Ayant constaté que le comportement de OB relevait de l’infraction définie par l’article 12 du texte unique sur l’immigration, le tribunal de Bologne a émis des doutes sur la compatibilité du cadre législatif applicable dans le cas d’espèce avec le principe de proportionnalité consacré à l’article 52 de la Charte des droits fondamentaux de l’Union européenne (la « Charte »), lu en liaison avec plusieurs droits fondamentaux garantis par cet instrument. L’article 52 de la Charte dispose que toute limitation de l’exercice des droits et libertés reconnus par la Charte doit être prévue par la loi, respecter le contenu essentiel desdits droits et libertés ainsi que le principe de proportionnalité. Dans ces circonstances, le tribunal a décidé de saisir la Cour de justice du recours préjudiciel en validité de la directive 2002/90. En outre, par son renvoi, le juge italien a demandé à la Cour de justice si la Charte des droits fondamentaux s’opposait à l’incrimination instituée par la législation nationale qui sanctionnait la facilitation de l’entrée illégale d’un étranger sur le territoire d’un État membre même lorsque cet acte de facilitation était commis sans but lucratif et visait à apporter une aide humanitaire à l’étranger.

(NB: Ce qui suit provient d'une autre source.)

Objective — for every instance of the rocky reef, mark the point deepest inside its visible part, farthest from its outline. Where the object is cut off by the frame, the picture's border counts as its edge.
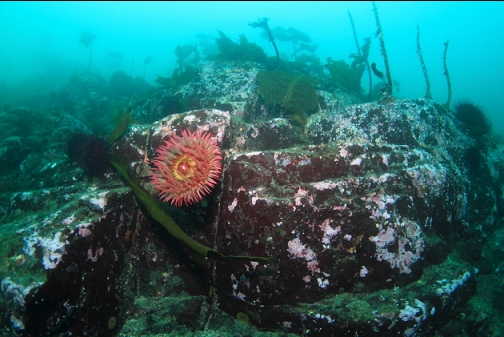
(375, 217)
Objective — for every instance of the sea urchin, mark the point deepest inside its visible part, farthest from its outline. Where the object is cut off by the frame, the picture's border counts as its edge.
(186, 167)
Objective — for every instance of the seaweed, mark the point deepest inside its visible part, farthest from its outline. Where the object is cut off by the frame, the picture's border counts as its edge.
(291, 94)
(344, 76)
(243, 51)
(263, 23)
(379, 33)
(155, 209)
(424, 68)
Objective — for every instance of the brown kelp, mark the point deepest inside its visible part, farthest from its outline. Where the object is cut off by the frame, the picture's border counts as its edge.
(424, 68)
(447, 104)
(379, 34)
(362, 54)
(87, 38)
(156, 211)
(263, 23)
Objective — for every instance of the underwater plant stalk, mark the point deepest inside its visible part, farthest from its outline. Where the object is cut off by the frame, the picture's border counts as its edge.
(264, 24)
(156, 211)
(424, 68)
(90, 56)
(359, 51)
(447, 104)
(379, 34)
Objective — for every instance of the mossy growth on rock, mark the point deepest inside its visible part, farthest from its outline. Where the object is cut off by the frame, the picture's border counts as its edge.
(289, 95)
(344, 76)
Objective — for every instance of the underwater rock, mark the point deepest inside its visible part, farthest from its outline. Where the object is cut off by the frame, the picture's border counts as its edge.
(359, 212)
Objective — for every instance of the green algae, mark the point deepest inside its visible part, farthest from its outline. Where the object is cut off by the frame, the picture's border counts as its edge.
(292, 94)
(156, 211)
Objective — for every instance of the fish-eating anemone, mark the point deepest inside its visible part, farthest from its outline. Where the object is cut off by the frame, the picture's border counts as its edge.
(89, 152)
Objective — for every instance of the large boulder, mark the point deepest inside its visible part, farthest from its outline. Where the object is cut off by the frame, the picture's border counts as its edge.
(362, 211)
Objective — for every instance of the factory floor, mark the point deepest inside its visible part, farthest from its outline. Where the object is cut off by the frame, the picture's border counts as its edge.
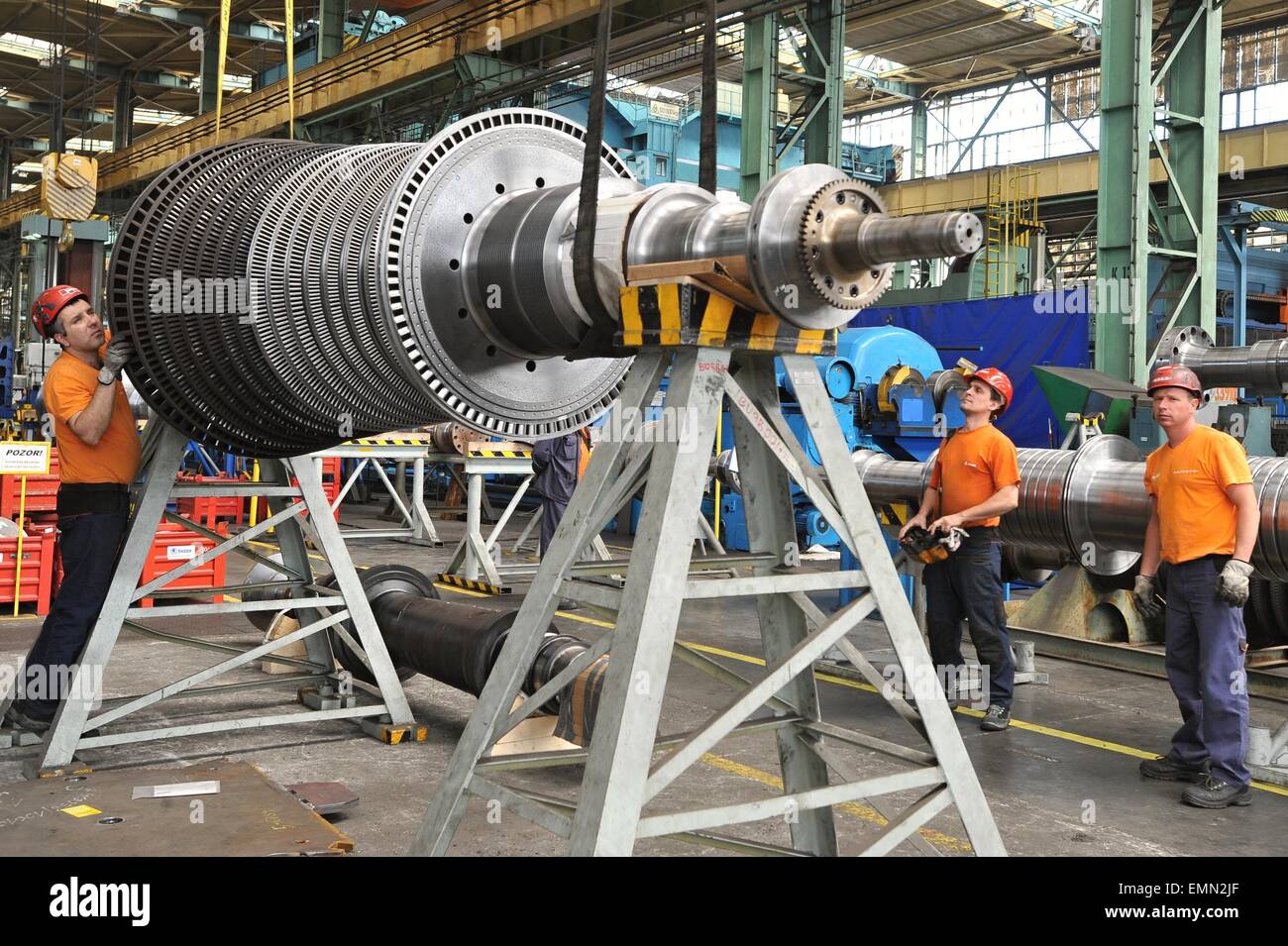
(1061, 781)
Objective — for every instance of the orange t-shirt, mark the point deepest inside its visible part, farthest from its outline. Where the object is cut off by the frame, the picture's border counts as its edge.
(1188, 482)
(115, 459)
(970, 468)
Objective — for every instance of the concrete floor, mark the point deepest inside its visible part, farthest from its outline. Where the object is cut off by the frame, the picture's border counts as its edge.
(1061, 782)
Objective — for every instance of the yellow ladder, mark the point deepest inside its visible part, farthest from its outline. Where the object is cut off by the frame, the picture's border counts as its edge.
(995, 233)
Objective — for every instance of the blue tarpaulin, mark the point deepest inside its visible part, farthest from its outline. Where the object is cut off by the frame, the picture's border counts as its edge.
(1010, 334)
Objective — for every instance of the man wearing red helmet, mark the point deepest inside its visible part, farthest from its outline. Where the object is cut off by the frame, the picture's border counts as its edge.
(975, 481)
(1203, 527)
(98, 456)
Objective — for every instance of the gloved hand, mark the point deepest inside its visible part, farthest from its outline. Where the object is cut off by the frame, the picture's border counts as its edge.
(1144, 593)
(119, 352)
(1232, 584)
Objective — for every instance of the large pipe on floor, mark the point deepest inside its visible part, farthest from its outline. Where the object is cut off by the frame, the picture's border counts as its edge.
(284, 296)
(1258, 368)
(1089, 504)
(449, 641)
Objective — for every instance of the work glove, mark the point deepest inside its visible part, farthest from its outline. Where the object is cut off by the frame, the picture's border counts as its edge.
(117, 353)
(1232, 584)
(1144, 592)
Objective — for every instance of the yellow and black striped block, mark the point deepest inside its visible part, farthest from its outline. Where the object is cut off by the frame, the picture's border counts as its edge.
(684, 314)
(472, 584)
(384, 442)
(510, 455)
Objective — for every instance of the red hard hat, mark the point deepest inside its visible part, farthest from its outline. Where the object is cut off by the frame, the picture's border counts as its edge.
(1176, 376)
(996, 379)
(51, 302)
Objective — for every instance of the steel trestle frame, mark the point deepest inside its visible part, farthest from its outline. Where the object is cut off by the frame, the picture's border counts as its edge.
(317, 609)
(621, 777)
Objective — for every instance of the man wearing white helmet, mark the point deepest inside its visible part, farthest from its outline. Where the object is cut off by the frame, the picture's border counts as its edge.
(1203, 529)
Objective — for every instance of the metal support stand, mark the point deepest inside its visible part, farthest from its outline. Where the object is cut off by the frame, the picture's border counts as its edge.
(417, 527)
(621, 779)
(318, 609)
(475, 553)
(1267, 755)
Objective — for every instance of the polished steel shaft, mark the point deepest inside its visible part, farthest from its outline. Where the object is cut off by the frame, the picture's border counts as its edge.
(286, 296)
(1089, 504)
(1258, 368)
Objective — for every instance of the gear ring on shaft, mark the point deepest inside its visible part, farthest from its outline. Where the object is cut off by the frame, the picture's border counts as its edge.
(841, 205)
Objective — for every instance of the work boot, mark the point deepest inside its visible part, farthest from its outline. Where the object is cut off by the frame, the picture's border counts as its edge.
(1170, 770)
(997, 718)
(1214, 793)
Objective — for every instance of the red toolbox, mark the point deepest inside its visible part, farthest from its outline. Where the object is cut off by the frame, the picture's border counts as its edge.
(209, 510)
(37, 581)
(171, 547)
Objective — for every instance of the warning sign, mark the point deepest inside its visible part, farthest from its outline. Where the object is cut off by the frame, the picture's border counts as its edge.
(25, 457)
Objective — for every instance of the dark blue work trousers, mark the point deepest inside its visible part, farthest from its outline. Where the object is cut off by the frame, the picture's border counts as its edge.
(1206, 641)
(552, 514)
(967, 585)
(89, 545)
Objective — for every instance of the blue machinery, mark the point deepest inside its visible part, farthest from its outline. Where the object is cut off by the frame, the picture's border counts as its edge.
(890, 392)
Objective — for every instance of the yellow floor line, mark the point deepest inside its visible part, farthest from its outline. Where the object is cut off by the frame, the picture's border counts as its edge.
(854, 684)
(965, 710)
(944, 842)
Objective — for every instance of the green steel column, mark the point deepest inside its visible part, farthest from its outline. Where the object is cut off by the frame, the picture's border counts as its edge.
(919, 132)
(1122, 224)
(7, 174)
(330, 29)
(123, 112)
(824, 60)
(209, 65)
(759, 103)
(1194, 116)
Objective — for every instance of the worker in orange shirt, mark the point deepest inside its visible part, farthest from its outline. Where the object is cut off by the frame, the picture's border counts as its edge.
(98, 457)
(1203, 529)
(975, 481)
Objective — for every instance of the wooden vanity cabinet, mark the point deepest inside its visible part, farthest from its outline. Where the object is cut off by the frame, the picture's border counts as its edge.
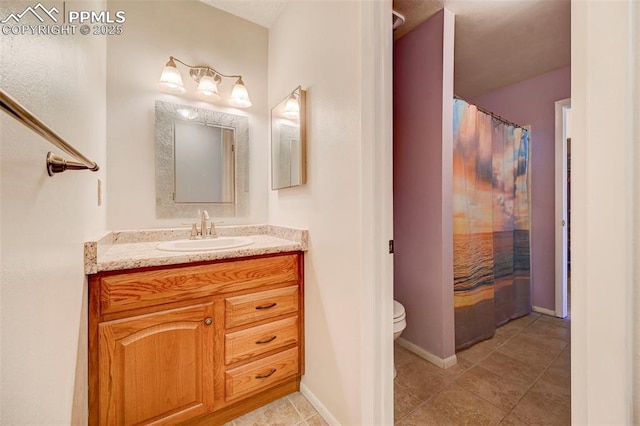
(194, 344)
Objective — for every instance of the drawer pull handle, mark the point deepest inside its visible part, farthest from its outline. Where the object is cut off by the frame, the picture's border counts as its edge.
(264, 376)
(267, 340)
(269, 306)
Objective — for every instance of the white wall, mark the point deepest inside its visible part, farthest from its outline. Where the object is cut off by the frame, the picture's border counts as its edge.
(328, 48)
(45, 220)
(198, 34)
(605, 104)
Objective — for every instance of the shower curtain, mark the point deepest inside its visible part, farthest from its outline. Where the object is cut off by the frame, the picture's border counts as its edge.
(490, 223)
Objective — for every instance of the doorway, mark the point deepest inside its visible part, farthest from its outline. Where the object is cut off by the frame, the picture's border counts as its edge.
(562, 219)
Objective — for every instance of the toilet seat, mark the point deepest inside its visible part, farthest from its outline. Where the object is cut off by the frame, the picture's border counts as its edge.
(398, 311)
(399, 318)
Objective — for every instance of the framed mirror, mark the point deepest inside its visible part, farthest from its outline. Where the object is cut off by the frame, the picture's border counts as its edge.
(201, 161)
(288, 141)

La Cour de justice a d’abord observé que les questions préjudicielles reposaient sur la prémisse que le comportement de OB relevait de l’infraction générale d’aide à l’entrée irrégulière définie à l’article 1er de la directive 2002/90. Procédant à la reformulation de ces questions, la Cour a indiqué qu’il convenait d’examiner d’abord si l’article 1er de la directive 2002/90, lu à la lumière des articles 7 (droit au respect de la vie familiale), 18 (droit d’asile) et 24 (droits de l’enfant) de la Charte des droit fondamentaux permet de qualifier comme l’infraction générale d’aide à l’entrée irrégulière le comportement d’une personne qui fait entrer illégalement sur le territoire d’un État membre des mineurs ressortissants de pays tiers à l’égard desquels elle exerce la garde effective.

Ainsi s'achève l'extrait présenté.